3 我儘な思いとコーヒーの香り
土曜日、高木君との待ち合わせ15分前に駅に着いた。
(早く着いちゃった。でも、前も高木君待たせてたし)
時計台の所を見ると、高木君がもういた。
私を見つけると高木君は手を挙げた。
私は久しぶりにあう高木君にドキドキした。
(高木君だ)
「ごめんね、待った?」と、言って時計台の下に行くと、
「いや、俺が早かっただけだから」
「いつも待たせてごめんね。でも、電車が早いのに乗れそうだね。高木君、行こうか」
「ああ。武蔵久しぶり」と改めて言われて、高木君の声にいちいち反応してしまう。
「うん、久しぶり。元気だった?」
改札口をぬけ、ホームに向かって歩いて行った。
「ああ。元気。武蔵は?」
「うん、元気だよ。変わりないよ」
「そっか。良かった」
なんだか、恥ずかしい。何話そうと考えてしまう。
今まで普通に話せたのに。
「今日の店はコーヒーの豆挽いてくれんの?」と聞かれ
「うん。マスターがコーヒー好きみたいで、色々な豆があるよ。やっぱり入れ方が上手なんだろうね。

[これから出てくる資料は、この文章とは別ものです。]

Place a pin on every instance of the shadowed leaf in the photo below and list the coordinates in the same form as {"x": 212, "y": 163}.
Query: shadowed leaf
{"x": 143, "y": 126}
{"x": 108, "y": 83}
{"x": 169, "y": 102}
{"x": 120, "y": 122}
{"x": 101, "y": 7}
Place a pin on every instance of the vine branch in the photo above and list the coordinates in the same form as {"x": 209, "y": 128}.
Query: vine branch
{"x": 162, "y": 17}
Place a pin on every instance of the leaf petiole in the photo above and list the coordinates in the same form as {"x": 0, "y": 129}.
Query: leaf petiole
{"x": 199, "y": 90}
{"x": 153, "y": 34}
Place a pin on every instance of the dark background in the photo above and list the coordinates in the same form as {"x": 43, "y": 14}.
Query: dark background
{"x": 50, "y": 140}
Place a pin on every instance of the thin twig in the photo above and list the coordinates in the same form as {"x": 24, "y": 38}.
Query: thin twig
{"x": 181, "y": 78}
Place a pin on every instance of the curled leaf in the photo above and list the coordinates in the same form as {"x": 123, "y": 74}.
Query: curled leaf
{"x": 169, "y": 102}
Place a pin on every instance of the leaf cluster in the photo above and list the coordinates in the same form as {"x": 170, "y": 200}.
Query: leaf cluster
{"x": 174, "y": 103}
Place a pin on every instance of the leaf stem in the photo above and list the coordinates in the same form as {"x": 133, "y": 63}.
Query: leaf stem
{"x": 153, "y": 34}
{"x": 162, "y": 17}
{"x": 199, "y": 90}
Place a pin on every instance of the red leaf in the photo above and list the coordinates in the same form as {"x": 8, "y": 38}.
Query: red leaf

豆を買って、自分で入れてもお店程美味しくないんだ」と話した。
電車が来て二人で座席に座る。
高木君はさりげなく先に座らせてくれるし、適度な距離も取ってくれる。
優しいのに、胸が苦しい。
好きなんだなと思う度に、断った事を思い出す。
いや、過去はどうしようもない、ダメ元って決めたんだから頑張らないと。
高木君とおしゃべりをしていたり、二人で電車から見える風景を見ているとカフェの駅にはあっと言う間に着いた。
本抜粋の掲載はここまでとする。